On the morning of the burial, in the false dawn, the air was heavy with sea-mist, and even the gorse bent as though in mourning. Three women lay on woven mats of reeds: the mother first, her hair-streaked silver though her face was not yet old, her fingers callused from grinding grain and tending fire. Beside her, the elder daughter, with eyes that had once followed a hawk through the sky as if she too might take wing. And the youngest, scarcely more than a child, her laughter still echoing in the minds of those who watched her carried to the grave.
The people grieved. They grieved with wails and with silence, with hands clutching at the wet earth, with the pressing of foreheads to stone. For to lose one was a wound; to lose three was a rift in the fabric of the tribe, a hollow no hearth could fill.
Yet the singers raised their voices, for grief must travel with blessing. They sang of the great river beneath the ground, where all spirits came to drink. They sang of the star-women who weave the night, who wait with outstretched hands for their lost sisters. They sang of rebirth, when the bones of the earth and the bones of the dead become one, and grass rises from their mingling.

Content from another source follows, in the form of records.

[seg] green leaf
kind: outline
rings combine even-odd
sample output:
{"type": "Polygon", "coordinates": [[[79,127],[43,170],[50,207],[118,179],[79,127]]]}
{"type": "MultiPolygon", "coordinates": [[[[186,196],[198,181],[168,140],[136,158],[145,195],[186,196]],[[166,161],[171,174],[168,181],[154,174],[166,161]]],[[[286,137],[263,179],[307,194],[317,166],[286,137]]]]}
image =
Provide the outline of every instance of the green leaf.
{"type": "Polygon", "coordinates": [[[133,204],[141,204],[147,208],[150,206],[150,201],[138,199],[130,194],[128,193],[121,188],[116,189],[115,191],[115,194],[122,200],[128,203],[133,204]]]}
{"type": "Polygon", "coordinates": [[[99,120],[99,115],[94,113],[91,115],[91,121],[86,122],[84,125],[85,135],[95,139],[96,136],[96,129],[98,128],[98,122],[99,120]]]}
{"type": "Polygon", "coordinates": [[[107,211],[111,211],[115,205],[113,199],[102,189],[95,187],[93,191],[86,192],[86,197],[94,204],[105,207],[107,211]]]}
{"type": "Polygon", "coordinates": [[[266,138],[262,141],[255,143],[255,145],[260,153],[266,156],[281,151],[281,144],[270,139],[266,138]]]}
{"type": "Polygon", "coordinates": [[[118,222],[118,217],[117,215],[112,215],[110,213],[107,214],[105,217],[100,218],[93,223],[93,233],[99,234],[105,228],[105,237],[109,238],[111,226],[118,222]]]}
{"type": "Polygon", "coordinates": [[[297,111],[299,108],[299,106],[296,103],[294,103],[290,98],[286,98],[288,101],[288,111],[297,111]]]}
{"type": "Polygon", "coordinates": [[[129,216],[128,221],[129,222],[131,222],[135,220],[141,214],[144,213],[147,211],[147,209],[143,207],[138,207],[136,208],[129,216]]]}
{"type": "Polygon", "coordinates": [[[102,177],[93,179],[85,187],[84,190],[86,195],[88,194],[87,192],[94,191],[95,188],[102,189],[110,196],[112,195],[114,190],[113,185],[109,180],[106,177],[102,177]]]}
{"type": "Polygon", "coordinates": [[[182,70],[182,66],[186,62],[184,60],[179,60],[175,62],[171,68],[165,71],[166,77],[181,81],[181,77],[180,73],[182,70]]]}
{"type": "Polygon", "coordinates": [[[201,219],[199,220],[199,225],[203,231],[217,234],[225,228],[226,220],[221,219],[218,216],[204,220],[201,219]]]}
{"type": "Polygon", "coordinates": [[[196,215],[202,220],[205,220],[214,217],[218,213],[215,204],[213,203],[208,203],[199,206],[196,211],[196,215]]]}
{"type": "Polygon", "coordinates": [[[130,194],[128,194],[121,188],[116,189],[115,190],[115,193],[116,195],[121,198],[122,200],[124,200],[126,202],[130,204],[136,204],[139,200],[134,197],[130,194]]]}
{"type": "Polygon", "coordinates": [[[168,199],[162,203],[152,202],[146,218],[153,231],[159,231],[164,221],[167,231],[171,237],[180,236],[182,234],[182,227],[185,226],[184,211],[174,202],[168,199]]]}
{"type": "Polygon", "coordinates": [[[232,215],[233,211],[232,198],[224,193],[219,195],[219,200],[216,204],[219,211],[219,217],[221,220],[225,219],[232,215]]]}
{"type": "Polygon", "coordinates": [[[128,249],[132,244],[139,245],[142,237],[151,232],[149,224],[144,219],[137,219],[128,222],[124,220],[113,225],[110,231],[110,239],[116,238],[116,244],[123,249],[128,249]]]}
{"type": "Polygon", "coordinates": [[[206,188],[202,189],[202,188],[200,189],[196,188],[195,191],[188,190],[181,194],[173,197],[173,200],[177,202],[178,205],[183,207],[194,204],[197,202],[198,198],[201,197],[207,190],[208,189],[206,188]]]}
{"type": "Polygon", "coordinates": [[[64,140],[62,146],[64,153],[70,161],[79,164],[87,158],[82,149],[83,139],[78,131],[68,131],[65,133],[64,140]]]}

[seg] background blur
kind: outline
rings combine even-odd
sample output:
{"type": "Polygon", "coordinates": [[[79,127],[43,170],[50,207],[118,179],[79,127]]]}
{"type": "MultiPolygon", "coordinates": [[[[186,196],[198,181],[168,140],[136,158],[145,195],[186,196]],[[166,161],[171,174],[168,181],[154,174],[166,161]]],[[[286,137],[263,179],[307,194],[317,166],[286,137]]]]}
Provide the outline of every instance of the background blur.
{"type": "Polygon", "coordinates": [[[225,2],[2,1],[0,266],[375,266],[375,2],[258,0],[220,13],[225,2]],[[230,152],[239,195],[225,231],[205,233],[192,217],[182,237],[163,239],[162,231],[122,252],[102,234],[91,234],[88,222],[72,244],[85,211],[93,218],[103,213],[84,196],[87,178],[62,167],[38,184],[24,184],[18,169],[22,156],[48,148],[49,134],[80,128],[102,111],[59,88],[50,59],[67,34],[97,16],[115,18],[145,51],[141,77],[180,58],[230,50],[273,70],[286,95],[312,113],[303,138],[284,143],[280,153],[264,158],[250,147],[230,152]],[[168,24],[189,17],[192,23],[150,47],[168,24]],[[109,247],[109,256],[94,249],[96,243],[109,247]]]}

Ochre spirals were painted on the faces of the dead, each curve a road the spirit might follow, each line a path back to the mother. Into their hands went gifts: a shard of antler for the youngest, to guard her in wild places; a knob of flint for the elder, to mark her beauty and her promise; and for the mother, a river-polished pebble that caught the torchlight like a captive star. These were not mere tokens, but vows, reminders that their journey would not be alone.
When the capstone fell into shadow and the mound was sealed, the keening ceased. A silence spread, vast and aching. Then, just as the first streaks of dawn touched the horizon, three black ravens rose from the tomb. They circled once above the mourners, wings dark against the paling sky, before flying seaward into the mist.
The people watched them go, their grief tempered with awe. For they knew then what story would be told: that mother and daughters had not gone into darkness, but into legend, their voices joined forever in the wind that scoured the cliffs of Whitepark Bay.
And even now, when the rain comes hard against the stones, some say you can hear their song, thin as breath, carried in the spaces between earth and sky.